Thursday, September 6, 2007

poetry & commitment

Just so I have something to start with on this blog thing, I want to quote a few things from Adrienne Riche's "Poetry and Commitment," which my friend Emily (ejoyes.blogspot.com) lent me.

"If there's a line to be drawn, it's not so much between secularism and belief as between those for whom language has metaphoric density and those for whom it is merely formulaic -- to be used for repression, manipulation, empty certitudes to ensure obedience." (p.33)

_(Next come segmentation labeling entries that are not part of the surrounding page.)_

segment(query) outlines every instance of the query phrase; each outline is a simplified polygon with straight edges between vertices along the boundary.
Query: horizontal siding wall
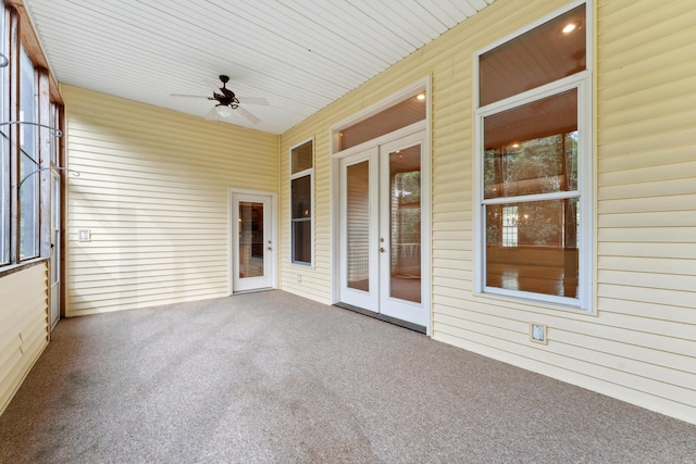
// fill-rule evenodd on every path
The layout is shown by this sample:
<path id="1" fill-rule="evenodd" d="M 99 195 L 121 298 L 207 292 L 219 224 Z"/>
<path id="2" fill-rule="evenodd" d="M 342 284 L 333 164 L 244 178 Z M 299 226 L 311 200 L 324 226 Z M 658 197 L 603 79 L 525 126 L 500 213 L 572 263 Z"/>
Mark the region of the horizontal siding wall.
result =
<path id="1" fill-rule="evenodd" d="M 0 277 L 0 414 L 48 344 L 48 267 Z"/>
<path id="2" fill-rule="evenodd" d="M 80 173 L 67 176 L 66 315 L 227 296 L 228 189 L 277 191 L 278 137 L 61 92 Z"/>
<path id="3" fill-rule="evenodd" d="M 473 294 L 475 50 L 566 5 L 496 0 L 282 136 L 282 287 L 332 302 L 332 125 L 432 78 L 432 336 L 696 422 L 696 16 L 599 1 L 596 314 Z M 290 147 L 315 138 L 315 266 L 289 263 Z M 301 274 L 301 283 L 297 275 Z M 337 277 L 336 277 L 337 278 Z M 548 327 L 548 344 L 529 324 Z"/>
<path id="4" fill-rule="evenodd" d="M 594 352 L 696 423 L 696 9 L 600 1 L 597 33 L 597 304 L 618 335 Z"/>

"it will be hard for hands calloused on a trigger to question a daisy."
- from "Romiosini" by Yannis Ritsos, transl by Kimon Friar

"I open the refrigerator door
and see a weeping roll,
see a piece of bleeding cheese,
a radish forced to sprout
by shocks from wires
and blows from fists.
The meat on its plate
tells of placentas
cast aside by roadblocks."
- from "The Fence" by Aharon Shabtai, transl by Peter Cole

1 comment:

Unknown said...

Wade love,
I am so glad those passages spoke to you. They certainly enlivened me when I first read "Poetry and Commitment." I have returned to Rich time and time again when the stupid word wars have threatened to eclipse my hope. She does something so beautiful with language that it's almost impossible not to wiggle around when I'm reading her. She reads me too from her authorial place. It's that connection, that "reading" of each other, across space and time and location(s) and ages and orientations that keeps me connected to something "greater than myself."

I miss you and love you Wade. Really.